ELX-02 reverses impact of nonsense mutations in RDEB, JEB cells
Study provides proof of concept for therapy, researchers say
The experimental therapy ELX-02 reversed the effect of nonsense mutations in skin cells derived from people with recessive dystrophic epidermolysis bullosa (RDEB) and junctional epidermolysis bullosa (JEB), a study found.
Nonsense mutations in genes result in shorter, non-functional proteins, which commonly occur in RDEB and JEB patients, and ELX-02 was able to increase the production of those proteins.
“ELX-02 may offer a novel and safe therapy for RDEB, JEB, and other inherited skin diseases caused by nonsense mutations,” the researchers wrote.
The cell-based study, “ELX-02 Suppresses Nonsense Mutations and Restores Type VII Collagen and Laminin 332 Function in Recessive Dystrophic and Junctional Epidermolysis Bullosa,” was published in Molecular Therapy Nucleic Acids.
Epidermolysis bullosa (EB) is a group of rare skin disorders marked by fragile skin that easily tears, leading to blisters and scarring of varying severity. RDEB and JEB are two types of EB.
Going through stop signals
RDEB is caused by mutations in the COL7A1 gene, disrupting the production of type VII collagen (C7) protein, which connects and anchors different skin layers. JEB is most commonly caused by mutations in one of three genes, LAMA3, LAMB3, or LAMC2, which affect laminin 332, a protein that also strengthens the skin by holding layers together.
Up to 25% of mutations in COL7A1 and about 80% in LAMB3 are nonsense mutations. This type of mutation causes a stop signal in the middle of the gene, resulting in a shorter, non-functional protein that is rapidly degraded.
ELX-02 is designed to allow a cell’s protein-making machinery to read through the stop signal and generate a full-length, functional protein.
The experimental therapy is undergoing clinical testing as an add-on treatment for certain nonsense mutations that cause cystic fibrosis (CF), a condition characterized by the buildup of thick, sticky mucus in the lungs and digestive tract.
Scientists at the University of Southern California, in collaboration with Eloxx Pharmaceuticals, the therapy’s developer, sought to determine whether ELX-02 could restore C7 and laminin 332 production in cells harboring nonsense mutations.

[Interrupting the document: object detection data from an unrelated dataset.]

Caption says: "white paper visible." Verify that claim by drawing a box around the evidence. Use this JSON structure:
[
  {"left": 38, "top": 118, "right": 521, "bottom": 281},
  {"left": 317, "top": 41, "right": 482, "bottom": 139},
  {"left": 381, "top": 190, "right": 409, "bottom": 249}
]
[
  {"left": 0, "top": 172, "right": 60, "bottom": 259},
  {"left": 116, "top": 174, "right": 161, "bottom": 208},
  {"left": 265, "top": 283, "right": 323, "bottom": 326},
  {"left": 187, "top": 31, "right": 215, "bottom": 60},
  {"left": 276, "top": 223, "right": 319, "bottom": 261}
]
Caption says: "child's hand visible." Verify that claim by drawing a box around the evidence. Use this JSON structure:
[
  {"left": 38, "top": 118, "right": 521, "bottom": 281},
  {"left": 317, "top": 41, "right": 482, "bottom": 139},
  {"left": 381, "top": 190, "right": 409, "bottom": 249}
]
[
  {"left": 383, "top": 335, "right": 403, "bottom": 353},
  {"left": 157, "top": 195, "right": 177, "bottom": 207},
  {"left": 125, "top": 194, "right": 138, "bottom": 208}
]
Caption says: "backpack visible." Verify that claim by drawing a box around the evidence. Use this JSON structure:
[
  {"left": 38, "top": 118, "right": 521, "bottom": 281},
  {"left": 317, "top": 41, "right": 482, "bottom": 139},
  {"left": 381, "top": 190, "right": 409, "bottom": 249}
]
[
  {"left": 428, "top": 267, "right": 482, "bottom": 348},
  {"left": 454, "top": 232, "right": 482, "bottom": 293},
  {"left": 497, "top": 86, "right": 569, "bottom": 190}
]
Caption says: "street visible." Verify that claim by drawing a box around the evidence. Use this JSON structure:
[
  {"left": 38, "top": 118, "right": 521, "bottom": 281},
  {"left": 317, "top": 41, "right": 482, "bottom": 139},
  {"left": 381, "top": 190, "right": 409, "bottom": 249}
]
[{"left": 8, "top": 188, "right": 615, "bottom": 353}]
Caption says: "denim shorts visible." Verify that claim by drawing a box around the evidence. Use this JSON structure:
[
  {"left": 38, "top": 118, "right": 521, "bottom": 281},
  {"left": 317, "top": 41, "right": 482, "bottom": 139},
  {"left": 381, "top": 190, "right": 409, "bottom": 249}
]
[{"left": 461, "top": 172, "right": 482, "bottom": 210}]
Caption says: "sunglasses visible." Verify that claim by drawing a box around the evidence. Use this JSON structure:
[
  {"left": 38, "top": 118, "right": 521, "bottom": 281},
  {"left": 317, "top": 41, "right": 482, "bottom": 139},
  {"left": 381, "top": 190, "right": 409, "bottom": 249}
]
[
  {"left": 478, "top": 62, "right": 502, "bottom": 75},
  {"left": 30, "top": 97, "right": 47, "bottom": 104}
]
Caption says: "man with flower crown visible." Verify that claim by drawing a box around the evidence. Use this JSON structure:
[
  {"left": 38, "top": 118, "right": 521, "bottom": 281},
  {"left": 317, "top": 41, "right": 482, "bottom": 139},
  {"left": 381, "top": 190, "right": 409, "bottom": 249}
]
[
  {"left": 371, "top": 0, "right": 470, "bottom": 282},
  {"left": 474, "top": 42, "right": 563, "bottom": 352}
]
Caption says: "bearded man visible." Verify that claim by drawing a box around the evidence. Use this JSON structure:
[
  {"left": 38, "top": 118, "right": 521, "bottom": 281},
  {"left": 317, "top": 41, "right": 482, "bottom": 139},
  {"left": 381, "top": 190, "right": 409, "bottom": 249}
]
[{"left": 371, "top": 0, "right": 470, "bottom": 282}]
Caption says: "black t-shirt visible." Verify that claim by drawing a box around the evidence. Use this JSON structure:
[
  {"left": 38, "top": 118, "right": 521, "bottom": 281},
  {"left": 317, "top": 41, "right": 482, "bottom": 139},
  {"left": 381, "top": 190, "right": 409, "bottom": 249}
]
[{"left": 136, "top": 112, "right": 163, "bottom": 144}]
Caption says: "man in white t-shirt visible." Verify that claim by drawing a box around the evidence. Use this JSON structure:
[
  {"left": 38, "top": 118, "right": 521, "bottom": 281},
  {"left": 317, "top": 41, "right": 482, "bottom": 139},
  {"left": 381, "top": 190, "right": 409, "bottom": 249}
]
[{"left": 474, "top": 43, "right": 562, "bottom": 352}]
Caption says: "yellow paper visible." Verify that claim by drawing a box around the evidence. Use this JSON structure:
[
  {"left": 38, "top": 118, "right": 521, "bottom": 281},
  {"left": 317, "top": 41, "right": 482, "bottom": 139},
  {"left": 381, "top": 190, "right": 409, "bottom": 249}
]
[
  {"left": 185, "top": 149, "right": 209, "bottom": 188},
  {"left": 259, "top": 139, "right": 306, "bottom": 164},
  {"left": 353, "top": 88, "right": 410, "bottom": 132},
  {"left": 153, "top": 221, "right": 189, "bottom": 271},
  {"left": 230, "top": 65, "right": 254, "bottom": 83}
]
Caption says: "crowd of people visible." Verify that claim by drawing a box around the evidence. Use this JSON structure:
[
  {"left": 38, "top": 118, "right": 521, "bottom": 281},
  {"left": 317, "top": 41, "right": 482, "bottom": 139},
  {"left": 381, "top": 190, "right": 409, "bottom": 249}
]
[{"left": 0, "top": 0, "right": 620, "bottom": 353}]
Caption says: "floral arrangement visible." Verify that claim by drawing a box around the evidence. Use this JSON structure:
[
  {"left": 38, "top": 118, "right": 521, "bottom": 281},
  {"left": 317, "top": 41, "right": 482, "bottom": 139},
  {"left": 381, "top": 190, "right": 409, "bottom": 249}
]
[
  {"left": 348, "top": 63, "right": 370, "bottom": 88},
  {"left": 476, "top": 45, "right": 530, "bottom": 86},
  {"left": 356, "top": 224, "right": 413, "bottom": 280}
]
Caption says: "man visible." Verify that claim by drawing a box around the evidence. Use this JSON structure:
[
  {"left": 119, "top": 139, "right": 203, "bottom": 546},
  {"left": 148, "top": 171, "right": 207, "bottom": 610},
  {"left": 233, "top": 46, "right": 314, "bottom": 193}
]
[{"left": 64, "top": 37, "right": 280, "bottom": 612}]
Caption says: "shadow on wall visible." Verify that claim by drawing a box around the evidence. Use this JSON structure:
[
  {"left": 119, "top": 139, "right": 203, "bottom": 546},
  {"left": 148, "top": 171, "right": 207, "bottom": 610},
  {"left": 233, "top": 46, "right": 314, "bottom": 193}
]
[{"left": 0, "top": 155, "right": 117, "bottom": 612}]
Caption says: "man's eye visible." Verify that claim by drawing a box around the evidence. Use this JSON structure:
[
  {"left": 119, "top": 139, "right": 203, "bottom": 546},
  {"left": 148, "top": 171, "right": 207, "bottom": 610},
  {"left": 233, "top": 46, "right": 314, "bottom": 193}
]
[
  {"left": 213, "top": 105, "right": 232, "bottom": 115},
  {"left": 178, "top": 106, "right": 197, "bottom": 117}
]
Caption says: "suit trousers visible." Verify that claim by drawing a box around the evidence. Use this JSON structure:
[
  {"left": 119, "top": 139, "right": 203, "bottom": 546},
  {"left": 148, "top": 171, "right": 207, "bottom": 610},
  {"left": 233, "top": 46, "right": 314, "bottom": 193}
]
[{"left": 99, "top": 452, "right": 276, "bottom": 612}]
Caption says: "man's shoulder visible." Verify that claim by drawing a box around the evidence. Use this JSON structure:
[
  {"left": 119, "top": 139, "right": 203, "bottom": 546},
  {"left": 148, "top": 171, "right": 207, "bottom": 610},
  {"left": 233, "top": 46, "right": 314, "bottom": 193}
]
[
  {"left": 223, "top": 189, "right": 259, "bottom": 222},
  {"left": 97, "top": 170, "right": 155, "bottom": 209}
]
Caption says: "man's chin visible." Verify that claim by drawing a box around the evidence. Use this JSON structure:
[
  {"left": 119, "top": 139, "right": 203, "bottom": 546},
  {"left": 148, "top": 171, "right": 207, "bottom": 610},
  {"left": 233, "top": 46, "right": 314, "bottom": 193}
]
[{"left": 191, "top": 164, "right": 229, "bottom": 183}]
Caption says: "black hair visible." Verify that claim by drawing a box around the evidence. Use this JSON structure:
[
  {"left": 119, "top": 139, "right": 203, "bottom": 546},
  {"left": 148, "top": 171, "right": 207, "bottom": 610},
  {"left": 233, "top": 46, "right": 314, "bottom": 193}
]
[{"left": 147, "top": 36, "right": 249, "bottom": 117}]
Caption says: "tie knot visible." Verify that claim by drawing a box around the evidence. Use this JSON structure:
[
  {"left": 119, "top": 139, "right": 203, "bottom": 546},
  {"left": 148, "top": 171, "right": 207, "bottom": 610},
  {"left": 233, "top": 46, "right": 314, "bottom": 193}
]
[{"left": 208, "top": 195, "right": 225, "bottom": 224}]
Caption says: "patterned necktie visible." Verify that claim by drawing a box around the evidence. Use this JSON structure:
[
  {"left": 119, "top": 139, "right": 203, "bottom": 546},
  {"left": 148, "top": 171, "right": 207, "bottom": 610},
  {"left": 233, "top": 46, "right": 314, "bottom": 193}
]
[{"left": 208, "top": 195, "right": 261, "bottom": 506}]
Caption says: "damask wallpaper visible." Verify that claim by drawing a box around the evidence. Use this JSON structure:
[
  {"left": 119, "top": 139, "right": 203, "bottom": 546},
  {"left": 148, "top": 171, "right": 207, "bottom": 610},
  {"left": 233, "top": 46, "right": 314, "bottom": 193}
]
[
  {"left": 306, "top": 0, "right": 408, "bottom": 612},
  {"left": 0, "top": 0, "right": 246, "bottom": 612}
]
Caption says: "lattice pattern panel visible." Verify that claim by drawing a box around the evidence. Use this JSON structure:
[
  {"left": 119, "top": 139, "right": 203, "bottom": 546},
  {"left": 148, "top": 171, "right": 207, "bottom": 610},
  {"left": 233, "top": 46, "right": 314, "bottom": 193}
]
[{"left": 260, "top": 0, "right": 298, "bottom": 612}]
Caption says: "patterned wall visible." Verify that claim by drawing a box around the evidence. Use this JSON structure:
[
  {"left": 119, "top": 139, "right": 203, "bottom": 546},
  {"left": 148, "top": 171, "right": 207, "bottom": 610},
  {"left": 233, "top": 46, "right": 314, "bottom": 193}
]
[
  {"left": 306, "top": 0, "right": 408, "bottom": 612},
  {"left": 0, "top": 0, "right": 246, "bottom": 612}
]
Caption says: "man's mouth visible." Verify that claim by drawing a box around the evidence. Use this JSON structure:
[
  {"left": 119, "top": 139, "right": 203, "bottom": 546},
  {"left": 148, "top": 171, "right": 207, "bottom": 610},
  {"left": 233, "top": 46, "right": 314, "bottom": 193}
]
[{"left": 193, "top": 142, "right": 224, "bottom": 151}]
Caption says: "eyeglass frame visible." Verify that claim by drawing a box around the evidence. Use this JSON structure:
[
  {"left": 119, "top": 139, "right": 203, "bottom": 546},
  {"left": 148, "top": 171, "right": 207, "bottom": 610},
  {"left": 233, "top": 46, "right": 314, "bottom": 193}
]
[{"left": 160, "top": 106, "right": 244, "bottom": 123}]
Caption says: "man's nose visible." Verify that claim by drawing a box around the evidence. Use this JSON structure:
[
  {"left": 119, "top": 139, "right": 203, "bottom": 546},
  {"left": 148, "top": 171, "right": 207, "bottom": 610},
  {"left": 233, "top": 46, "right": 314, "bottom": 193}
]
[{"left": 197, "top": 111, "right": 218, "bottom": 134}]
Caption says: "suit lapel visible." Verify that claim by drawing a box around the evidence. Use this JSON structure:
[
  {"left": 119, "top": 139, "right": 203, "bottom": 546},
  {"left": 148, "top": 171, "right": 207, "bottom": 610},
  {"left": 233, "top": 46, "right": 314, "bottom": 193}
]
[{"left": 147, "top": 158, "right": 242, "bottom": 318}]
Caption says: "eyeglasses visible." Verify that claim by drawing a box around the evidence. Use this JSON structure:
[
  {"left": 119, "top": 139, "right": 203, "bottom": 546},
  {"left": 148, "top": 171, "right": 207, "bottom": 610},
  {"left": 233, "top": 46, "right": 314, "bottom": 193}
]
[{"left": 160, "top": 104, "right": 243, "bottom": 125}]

Different concentrations of the therapy were tested against two types of skin cells — fibroblasts and keratinocytes — derived from two RDEB patients, each harboring different COL7A1 nonsense mutations. As a comparison, cells were also exposed to the antibiotic gentamicin, a treatment with the same mechanism of action but linked to kidney toxicity, particularly at higher doses and prolonged use.
Tests showed that ELX-02 induced the production of the full-length C7 in a dose-dependent manner, compared with untreated cells that showed no or minimal C7 expression. At the highest concentration, ELX-02 included up to about four to five times more C7 than gentamicin at its optimal dose without any signs of toxicity.
To reflect clinical therapeutic use, patient fibroblasts and keratinocytes were exposed to ELX-02 daily for five consecutive days. Results showed a progressive increase in C7 production with successive doses of ELX-02, with no apparent toxicity.
As with RDEB cells, ELX-02 induced the production of the full-length laminin beta-3 in keratinocytes derived from two JEB patients with different nonsense mutations in a dose-dependent manner. Compared with gentamicin’s optimal dose, the highest dose of ELX-02 induced up to 10 times more full-length protein. No signs of toxicity were noted at any ELX-02 dose.
RDEB fibroblasts and JEB keratinocytes demonstrate hypermotility, meaning they move faster in cell migration tests than healthy cells. As expected, both cell types from the patients showed hypermotility, which was normalized with ELX-02 treatment. The therapy had no impact on the movement of healthy fibroblasts.
The team then grew 3D cultures constructed with keratinocytes or fibroblasts to mimic the dermal-epidermal junction, where C7 and laminin 332 hold skin layers together.
As expected, neither RDEB nor JEB cells showed protein at the junction. In contrast, ELX-02 induced the production of C7 or laminin 332 and led to their incorporation into their proper location within the dermal-epidermal junction.
“Our study provides the proof of concept for using ELX-02 to … induce C7 and laminin 332 expression in RDEB and JEB patients with nonsense mutations,” the researchers concluded. “The utility of ELX-02 for treating nonsense mutations associated with RDEB and JEB needs to be further evaluated in clinical trials.”